The workers at the Snoqualmie museum also fixed the work done by well-meaning volunteers in the 1970s. These volunteers had attached bars upside down and in the wrong places.

“It didn’t look like how it would have been,” said Sarah Iles, museum collection manager. Iles is happy with the car’s reconstruction.

“It’s actually solid this time,” she said.

Before the reconstruction, the car was not only assembled in an historically incorrect manner, it was falling apart.

“The wood and metal of the car had seriously deteriorated. The goal was to stop that from happening,” Stewart said.

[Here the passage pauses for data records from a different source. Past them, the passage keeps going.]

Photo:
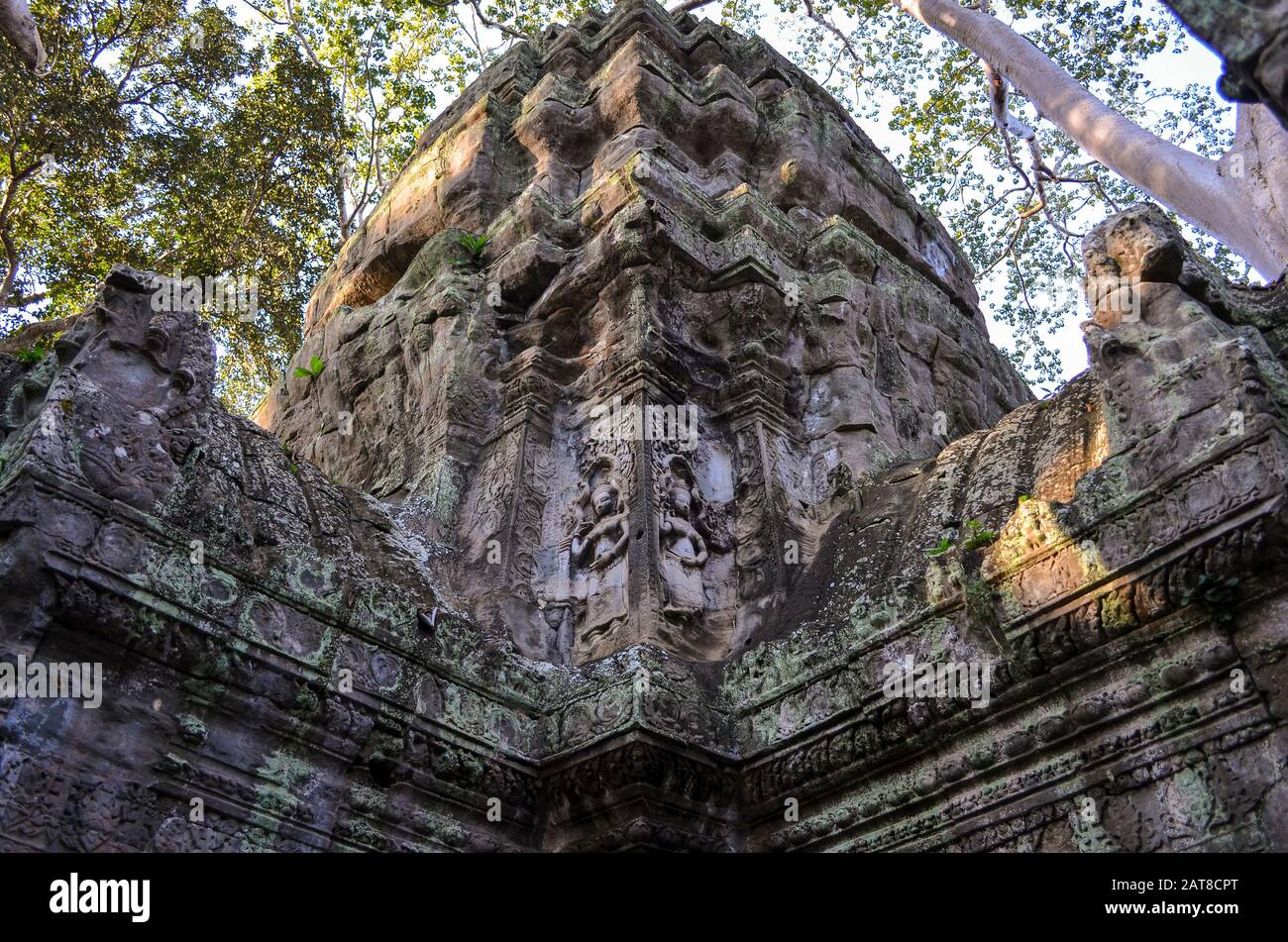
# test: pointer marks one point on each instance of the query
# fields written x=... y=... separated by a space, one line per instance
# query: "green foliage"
x=931 y=93
x=978 y=537
x=475 y=245
x=940 y=547
x=312 y=370
x=1216 y=596
x=181 y=137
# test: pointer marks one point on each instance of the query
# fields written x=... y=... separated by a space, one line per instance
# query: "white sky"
x=1196 y=64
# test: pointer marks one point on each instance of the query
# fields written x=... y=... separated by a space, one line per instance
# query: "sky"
x=1196 y=64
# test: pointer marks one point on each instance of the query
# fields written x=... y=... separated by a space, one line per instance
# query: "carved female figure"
x=599 y=545
x=684 y=552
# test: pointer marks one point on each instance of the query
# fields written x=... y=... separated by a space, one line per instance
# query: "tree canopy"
x=250 y=139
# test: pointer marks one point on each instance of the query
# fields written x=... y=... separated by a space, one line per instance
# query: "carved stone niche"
x=597 y=564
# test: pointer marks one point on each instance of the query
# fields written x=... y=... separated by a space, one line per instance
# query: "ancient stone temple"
x=657 y=448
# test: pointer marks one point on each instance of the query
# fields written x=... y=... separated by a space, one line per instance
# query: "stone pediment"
x=629 y=530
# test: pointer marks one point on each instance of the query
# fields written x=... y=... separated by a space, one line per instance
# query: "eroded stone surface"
x=679 y=220
x=323 y=666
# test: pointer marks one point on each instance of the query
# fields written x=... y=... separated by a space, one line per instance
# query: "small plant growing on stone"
x=310 y=370
x=940 y=547
x=475 y=245
x=979 y=537
x=1216 y=596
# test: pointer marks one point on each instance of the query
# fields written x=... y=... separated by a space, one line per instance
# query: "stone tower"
x=706 y=304
x=638 y=524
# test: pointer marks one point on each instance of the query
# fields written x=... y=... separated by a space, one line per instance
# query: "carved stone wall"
x=702 y=283
x=469 y=624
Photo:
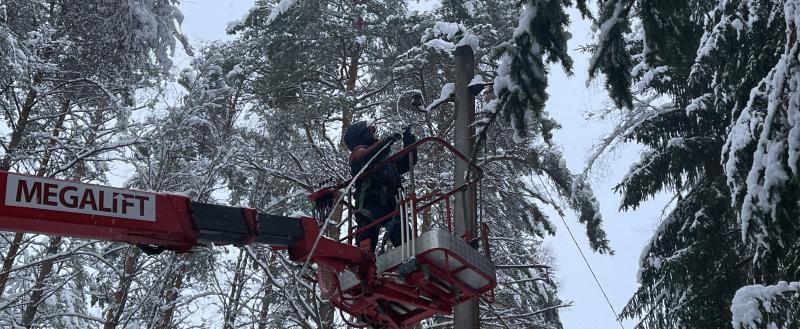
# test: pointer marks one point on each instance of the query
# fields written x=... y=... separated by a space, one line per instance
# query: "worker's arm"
x=361 y=155
x=408 y=160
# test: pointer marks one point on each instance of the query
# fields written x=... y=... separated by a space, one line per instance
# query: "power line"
x=585 y=261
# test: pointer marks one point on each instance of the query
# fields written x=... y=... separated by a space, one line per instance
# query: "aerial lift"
x=426 y=276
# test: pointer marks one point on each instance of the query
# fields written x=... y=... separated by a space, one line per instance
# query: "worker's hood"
x=358 y=134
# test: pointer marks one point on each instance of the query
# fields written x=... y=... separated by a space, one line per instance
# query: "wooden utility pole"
x=466 y=209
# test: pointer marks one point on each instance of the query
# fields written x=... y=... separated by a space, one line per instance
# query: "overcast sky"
x=569 y=99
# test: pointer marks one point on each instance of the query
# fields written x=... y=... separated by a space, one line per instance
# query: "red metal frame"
x=428 y=294
x=172 y=227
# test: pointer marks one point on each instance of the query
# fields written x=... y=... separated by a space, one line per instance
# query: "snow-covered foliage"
x=759 y=306
x=723 y=76
x=259 y=124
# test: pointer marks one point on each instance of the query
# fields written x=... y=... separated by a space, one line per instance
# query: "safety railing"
x=410 y=205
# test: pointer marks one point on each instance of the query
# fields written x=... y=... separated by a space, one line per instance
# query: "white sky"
x=569 y=98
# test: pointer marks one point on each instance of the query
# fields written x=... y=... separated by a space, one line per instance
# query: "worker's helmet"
x=360 y=133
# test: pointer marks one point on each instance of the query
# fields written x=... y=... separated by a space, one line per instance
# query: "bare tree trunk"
x=38 y=288
x=172 y=296
x=19 y=131
x=115 y=310
x=47 y=265
x=263 y=316
x=13 y=248
x=467 y=313
x=235 y=295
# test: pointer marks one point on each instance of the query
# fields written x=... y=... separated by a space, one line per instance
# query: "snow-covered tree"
x=720 y=125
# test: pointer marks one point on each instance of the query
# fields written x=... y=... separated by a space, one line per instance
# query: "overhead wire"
x=585 y=261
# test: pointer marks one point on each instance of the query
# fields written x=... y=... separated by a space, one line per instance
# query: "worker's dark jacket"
x=375 y=192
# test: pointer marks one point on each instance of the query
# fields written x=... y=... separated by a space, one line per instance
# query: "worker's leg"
x=395 y=235
x=371 y=233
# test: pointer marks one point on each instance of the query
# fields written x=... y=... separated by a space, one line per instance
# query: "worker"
x=376 y=193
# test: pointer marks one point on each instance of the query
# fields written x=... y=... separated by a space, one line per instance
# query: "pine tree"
x=721 y=140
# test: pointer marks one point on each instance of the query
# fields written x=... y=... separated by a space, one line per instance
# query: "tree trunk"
x=263 y=315
x=115 y=310
x=172 y=296
x=466 y=314
x=47 y=265
x=235 y=295
x=38 y=288
x=19 y=131
x=13 y=248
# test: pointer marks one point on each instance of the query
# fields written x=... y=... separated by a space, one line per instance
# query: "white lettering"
x=50 y=194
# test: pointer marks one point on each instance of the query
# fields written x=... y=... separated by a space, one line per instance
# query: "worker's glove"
x=393 y=138
x=408 y=137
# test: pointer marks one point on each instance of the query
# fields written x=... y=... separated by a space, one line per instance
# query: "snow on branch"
x=759 y=306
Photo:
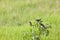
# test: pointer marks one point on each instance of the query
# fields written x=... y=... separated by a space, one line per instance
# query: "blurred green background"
x=15 y=15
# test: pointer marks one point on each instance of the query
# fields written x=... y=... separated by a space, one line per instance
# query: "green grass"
x=16 y=12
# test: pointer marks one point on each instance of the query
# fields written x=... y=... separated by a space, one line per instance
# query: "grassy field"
x=15 y=15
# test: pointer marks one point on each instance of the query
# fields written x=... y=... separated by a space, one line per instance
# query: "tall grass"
x=15 y=15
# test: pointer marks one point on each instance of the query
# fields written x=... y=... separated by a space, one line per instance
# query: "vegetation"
x=16 y=14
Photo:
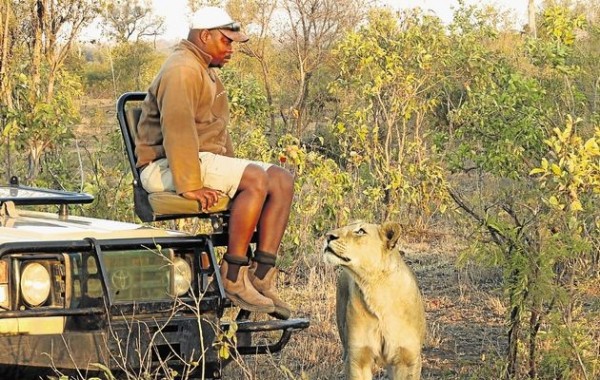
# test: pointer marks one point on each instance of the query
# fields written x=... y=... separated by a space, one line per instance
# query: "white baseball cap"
x=217 y=18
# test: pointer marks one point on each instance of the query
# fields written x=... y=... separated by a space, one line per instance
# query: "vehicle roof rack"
x=30 y=196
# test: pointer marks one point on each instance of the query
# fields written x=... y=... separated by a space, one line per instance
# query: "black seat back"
x=128 y=113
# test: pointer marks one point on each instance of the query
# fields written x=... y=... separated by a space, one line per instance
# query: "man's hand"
x=207 y=197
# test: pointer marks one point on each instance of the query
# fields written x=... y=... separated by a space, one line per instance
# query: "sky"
x=176 y=13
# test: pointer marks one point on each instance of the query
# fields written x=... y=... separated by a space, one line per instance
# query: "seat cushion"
x=168 y=203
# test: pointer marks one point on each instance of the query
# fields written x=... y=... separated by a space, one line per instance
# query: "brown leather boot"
x=242 y=293
x=266 y=286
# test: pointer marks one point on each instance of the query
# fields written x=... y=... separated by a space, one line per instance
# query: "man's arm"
x=177 y=97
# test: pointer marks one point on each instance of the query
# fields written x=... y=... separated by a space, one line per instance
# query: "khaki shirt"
x=184 y=112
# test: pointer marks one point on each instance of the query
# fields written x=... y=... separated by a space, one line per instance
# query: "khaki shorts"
x=217 y=172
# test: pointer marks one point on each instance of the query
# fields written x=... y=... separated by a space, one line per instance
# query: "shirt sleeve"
x=177 y=97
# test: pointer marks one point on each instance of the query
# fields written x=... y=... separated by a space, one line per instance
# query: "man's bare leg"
x=244 y=215
x=271 y=226
x=276 y=210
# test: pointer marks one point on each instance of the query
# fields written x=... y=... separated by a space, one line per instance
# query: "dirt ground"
x=464 y=314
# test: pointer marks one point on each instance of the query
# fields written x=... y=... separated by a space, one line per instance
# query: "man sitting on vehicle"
x=183 y=145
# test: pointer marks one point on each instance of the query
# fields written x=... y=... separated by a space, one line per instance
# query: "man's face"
x=219 y=47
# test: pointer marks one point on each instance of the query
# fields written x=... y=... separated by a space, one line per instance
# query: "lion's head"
x=359 y=245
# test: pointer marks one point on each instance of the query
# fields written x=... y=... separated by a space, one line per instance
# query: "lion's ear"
x=390 y=233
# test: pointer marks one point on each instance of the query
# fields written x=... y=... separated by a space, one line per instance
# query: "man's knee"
x=254 y=178
x=282 y=179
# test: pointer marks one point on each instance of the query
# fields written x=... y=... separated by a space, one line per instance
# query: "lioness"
x=379 y=310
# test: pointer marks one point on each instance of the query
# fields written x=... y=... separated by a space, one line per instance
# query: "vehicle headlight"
x=35 y=284
x=182 y=276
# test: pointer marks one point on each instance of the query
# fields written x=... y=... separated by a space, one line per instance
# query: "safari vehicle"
x=86 y=297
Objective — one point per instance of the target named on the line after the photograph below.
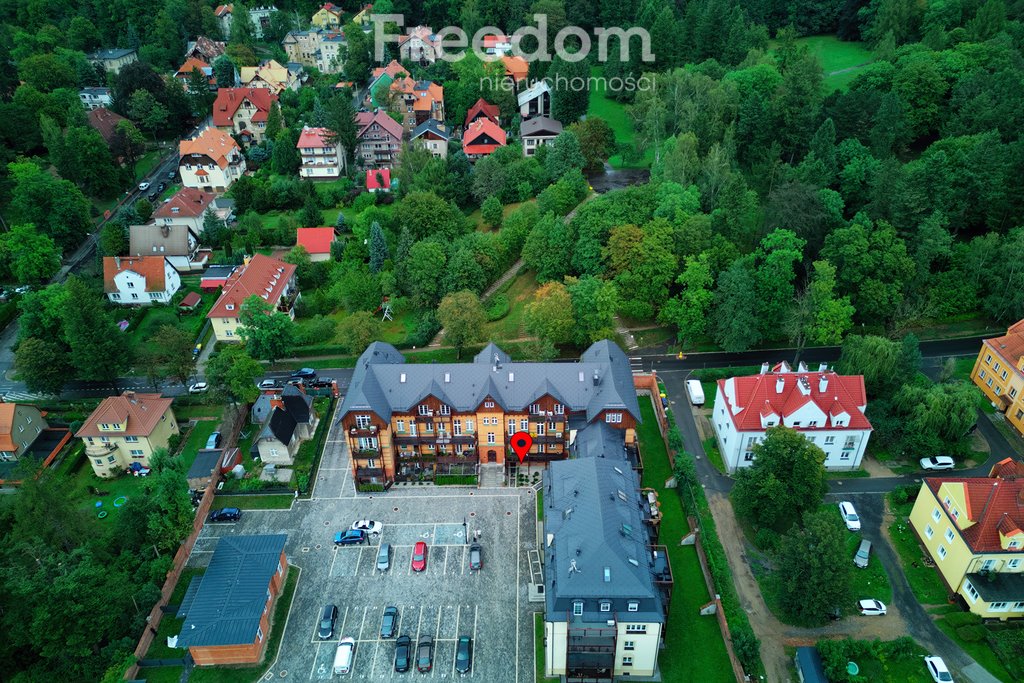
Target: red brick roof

The car wasn’t used in the Renton mines that dotted Benson Road and Renton Hill. Renton’s cars were likely sealed in the city’s mines when they closed sometime after the 1930s.

The refurbished car hauled coal in Black Diamond mines from about 1915 on, Stewart said. The Black Diamond Historical Society donated the coal car to Renton History Museum in the mid-1970s. Volunteers replaced the car’s wood shortly after, and the car was placed in front of the museum.

The car will be stored inside the museum from now on, in front of two coal exhibits. One exhibit is a replica of a mine-shaft entrance, with a sign reading: “Renton Cooperative Coal Company org. Feb. 16, 1895.” Shovels, lanterns, faux boxes of explosives and hats affixed with lights are displayed under the mine-shaft sign. The other exhibit shows pictures, maps and a bucket of coal next to a fireplace.

Coal mining dominated Renton’s economy during the city’s early years, in the late 1800s and early 1900s. According to the museum exhibits, most Renton men worked for mining companies in the city’s first 20 years. Many of these men came from England, Ireland and Wales, countries with a long history of coal mining.

The museum exhibit says the coal collected at the Renton and Talbot mines was the first coal shipped from King County. In their first five years of operations, these mines shipped 10,000 tons of coal to San Francisco. This coal was transported to Elliot Bay and then to San Francisco, fueling the transportation and industrial revolution on the West coast.